“Stop it, you damned greaser!” he yelled, “or I’ll let daylight through your head.” In quick succession he put two holes through the Mexican’s sombrero. “The next one is for your other eye!” he called, and Melgares dropped his weapon.
Wilder leaped to the ground and ran toward him. He glanced at the group of horsemen, each with revolver drawn, and at Wilder coming with his gun at cock, then threw back his head with his own pistol at his temple. Little Jack grabbed his arm, but Melgares fought desperately. The others came running to Wilder’s assistance, and it was not until they had taken his revolver, put handcuffs upon him, and taken from his clothing another pistol, a knife, and a belt full of cartridges, that he gave up his struggles.

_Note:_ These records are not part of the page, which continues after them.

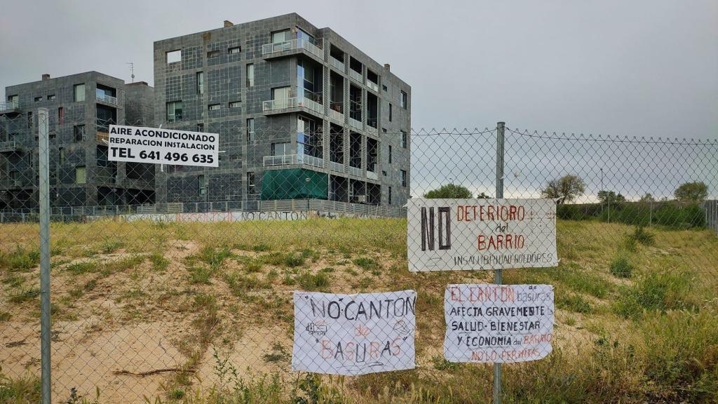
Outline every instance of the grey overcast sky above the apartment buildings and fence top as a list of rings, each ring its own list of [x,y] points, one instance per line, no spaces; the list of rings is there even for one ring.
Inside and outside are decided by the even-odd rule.
[[[411,85],[412,127],[718,137],[718,1],[3,0],[0,87],[152,83],[152,42],[297,12]]]

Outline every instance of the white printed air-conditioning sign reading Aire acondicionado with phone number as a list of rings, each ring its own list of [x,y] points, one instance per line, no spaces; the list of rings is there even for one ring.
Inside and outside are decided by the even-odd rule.
[[[219,167],[219,135],[110,125],[108,160]]]

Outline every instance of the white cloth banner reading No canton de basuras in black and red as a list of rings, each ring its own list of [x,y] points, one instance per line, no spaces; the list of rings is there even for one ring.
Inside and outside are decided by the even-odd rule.
[[[414,369],[416,292],[294,292],[292,370],[365,375]]]

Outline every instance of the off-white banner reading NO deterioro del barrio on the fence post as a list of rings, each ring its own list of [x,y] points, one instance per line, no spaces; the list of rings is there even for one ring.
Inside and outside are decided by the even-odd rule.
[[[410,271],[555,267],[552,199],[409,199]]]

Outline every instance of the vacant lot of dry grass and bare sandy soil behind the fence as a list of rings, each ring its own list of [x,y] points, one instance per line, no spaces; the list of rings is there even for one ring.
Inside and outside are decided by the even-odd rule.
[[[37,226],[0,226],[0,402],[37,402],[37,243]],[[554,285],[559,309],[554,352],[504,367],[505,403],[718,401],[714,234],[559,221],[558,246],[559,267],[505,271]],[[485,403],[490,365],[442,359],[442,296],[491,280],[410,273],[401,219],[52,224],[54,400]],[[292,290],[405,288],[416,369],[290,372]]]

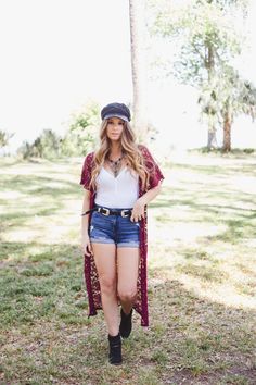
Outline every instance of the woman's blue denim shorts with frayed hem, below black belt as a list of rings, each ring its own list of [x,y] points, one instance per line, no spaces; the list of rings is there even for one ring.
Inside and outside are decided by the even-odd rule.
[[[130,216],[106,216],[100,212],[93,211],[90,221],[89,237],[91,244],[114,244],[117,247],[139,247],[140,222],[131,222]]]

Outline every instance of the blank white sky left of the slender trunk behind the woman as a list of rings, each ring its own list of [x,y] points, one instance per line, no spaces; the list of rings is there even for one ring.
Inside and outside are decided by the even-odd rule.
[[[28,139],[88,99],[131,100],[127,14],[123,0],[0,1],[1,128]]]

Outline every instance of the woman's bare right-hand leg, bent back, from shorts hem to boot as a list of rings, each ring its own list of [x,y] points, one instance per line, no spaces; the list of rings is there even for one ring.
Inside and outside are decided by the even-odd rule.
[[[139,248],[117,248],[117,293],[120,298],[123,310],[126,314],[130,312],[137,297],[139,261]]]

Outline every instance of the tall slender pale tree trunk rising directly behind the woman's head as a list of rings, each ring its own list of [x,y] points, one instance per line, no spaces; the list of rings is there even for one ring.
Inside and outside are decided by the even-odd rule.
[[[133,127],[140,141],[146,141],[146,65],[145,65],[145,0],[129,0],[130,50],[133,86]]]

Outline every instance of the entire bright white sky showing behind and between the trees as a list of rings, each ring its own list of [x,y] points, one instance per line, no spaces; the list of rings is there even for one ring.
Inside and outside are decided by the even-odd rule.
[[[252,11],[256,32],[255,1]],[[253,36],[239,63],[252,79]],[[43,128],[64,133],[89,100],[132,101],[128,0],[0,0],[0,129],[15,133],[13,148]],[[149,119],[161,146],[205,145],[195,101],[192,89],[171,79],[149,84]],[[256,132],[248,120],[242,124]]]

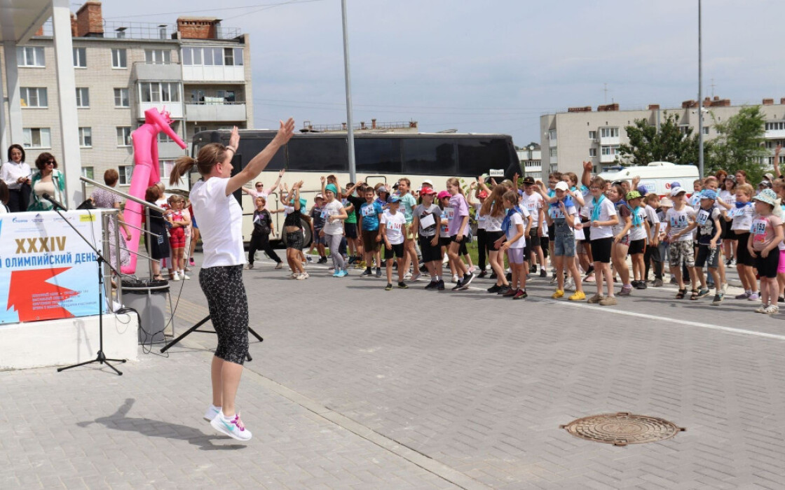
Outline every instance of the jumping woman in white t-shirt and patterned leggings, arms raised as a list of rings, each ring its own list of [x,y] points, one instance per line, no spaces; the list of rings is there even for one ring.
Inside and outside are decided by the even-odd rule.
[[[199,285],[218,336],[210,369],[213,403],[204,417],[215,430],[239,441],[251,437],[239,412],[235,413],[235,394],[248,354],[248,299],[243,286],[243,209],[232,193],[254,180],[293,134],[294,119],[281,122],[276,137],[232,176],[232,157],[240,140],[235,127],[228,146],[209,143],[195,159],[177,158],[170,176],[170,183],[177,183],[194,165],[202,176],[192,187],[190,198],[202,232],[204,260]]]

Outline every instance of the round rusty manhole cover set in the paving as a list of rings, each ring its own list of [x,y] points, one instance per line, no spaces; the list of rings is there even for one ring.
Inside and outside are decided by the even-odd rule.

They put him on the horse that Conrad had ridden, with his feet tied under its belly. Tillinghurst and Wilder, revolvers in hand, rode on either side of him. Conrad, mounted on his own mare, and another were side by side with Jack Gaines laid across their laps. Two more went on at a gallop to bring out a doctor and a carriage for the wounded man. The rest rode slowly back through the hot sunlight and the high wind, guarding their captive and carrying his victim.
CHAPTER VII
TALK OF MANY THINGS
Golden prided itself upon being “the most American town in the Territory,” but for all its energy and progressiveness it had not developed an ordinary regard for its own safety. After the mines which had given it birth had been worked out, it became the depot of supplies for the widespread miles of cattle country in the plains below, the mining regions in the mountains above, and the ranches scattered along the streams within a radius of fifty miles. As its importance increased a railway sought it out, the honor of being the county seat came to it, and the ruthless Anglo-Saxon arrived in such numbers and so energetically that its few contented and improvident Mexicans, thrust to one side, sank into hopeless nonentity. When Lucy Bancroft first set upon it the pleased eyes of youthful interest and filial affection, it was a busy, prosperous place of several thousand souls.
But it still clung to the gulch wherein had been the beginning of its life and fortune. All the houses of its infancy had been built along the stream that sparkled down from the mountains, and there the town had tried to stay, regardless of the floods that occasionally swept down the canyon during the Summer rains. At first its growth had been up and down the creek; afterward cross streets had been extended far out on either side, especially where gradual hill slopes gave easy grades, and roads had also been made lengthwise along the hillsides and even on their crests, where now a goodly number of homes looked out over the plains and down upon the town-filled valley at their feet.